Quantitative Analysis, Process Reengineering,
and Systems Integration

Dave Ackley, Ackley Associates
April 22, 1999



The Integrated Modeling Method can be applied in many ways to help a company with analysis, redesign and improvement of its enterprise structure. Listed below are some of the ways it can help, and some of the results it can produce.

Quantitative Analysis

Integrated Modeling can help with cost-benefit and risk quantification. Although it does not perform the actual quantification, the integrated model provides an accurate structural basis that facilitates quantification and impact analyses. Integrated Modeling can:
  • Clarify the scope and boundaries of a process-improvement project or other business initiative, based on the inherent structure of the business.
  • For a given initiative, show where and how the business structure will change, and pinpoint cost and benefit locations and magnitude.
  • Reduce risk, surprises and unintended consequences, by bringing to light where and how a change to one part of the business will impact other parts -- before the initiative is undertaken.

Process Reengineering

Integrated Modeling can help with process reengineering projects, which often operate in isolation from each other. Use of the integrated model architectural frameworks becomes increasingly important when there are multiple reengineering projects in different parts of the business, or when an end-to-end enterprise-level core process is involved.
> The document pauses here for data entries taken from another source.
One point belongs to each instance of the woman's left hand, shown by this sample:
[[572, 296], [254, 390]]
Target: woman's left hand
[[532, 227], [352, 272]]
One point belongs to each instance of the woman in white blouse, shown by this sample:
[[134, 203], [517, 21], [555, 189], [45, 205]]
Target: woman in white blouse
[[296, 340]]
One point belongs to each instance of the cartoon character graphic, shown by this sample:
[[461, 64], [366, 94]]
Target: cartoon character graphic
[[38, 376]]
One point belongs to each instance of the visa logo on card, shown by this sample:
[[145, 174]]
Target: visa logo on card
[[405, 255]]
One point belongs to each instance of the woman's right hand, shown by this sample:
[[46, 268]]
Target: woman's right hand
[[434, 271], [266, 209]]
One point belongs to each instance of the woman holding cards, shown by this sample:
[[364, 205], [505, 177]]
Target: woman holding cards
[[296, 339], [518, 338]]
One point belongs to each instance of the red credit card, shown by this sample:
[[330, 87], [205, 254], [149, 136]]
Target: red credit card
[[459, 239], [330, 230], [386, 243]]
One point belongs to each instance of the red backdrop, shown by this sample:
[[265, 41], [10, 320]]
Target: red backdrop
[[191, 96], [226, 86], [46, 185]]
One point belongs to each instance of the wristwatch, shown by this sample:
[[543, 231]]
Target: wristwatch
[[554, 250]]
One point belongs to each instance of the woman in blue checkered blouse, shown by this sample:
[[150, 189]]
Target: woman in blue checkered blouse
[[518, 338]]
Integrated Modeling can:
  • Clarify the scope and boundaries of each project, to avoid overlaps and voids.
  • Align each project with the inherent process structure of the business.
  • Show how a change to a process in one part of the business will impact other processes in other parts of the business.
  • Make it easy to identify process interdependencies and data-sharing requirements.
  • Make it easy to relate process changes to the lifecycles of key business data objects.

Systems Integration

Integrated Modeling can help with systems integration across multiple initiatives, application development teams, or contractors. Use of the integrated model makes it easy to rationalize and align the multiple efforts against the basic architectural structure of the business. Integrated Modeling can:
  • Provide an enterprise roadmap that clearly shows who is responsible for which area of the business.
  • Make it easy to resolve conflicts or uncertainties over project boundaries.
  • Help define interface requirements and interdependencies among the multiple projects.
  • Clarify priorities and development sequence requirements.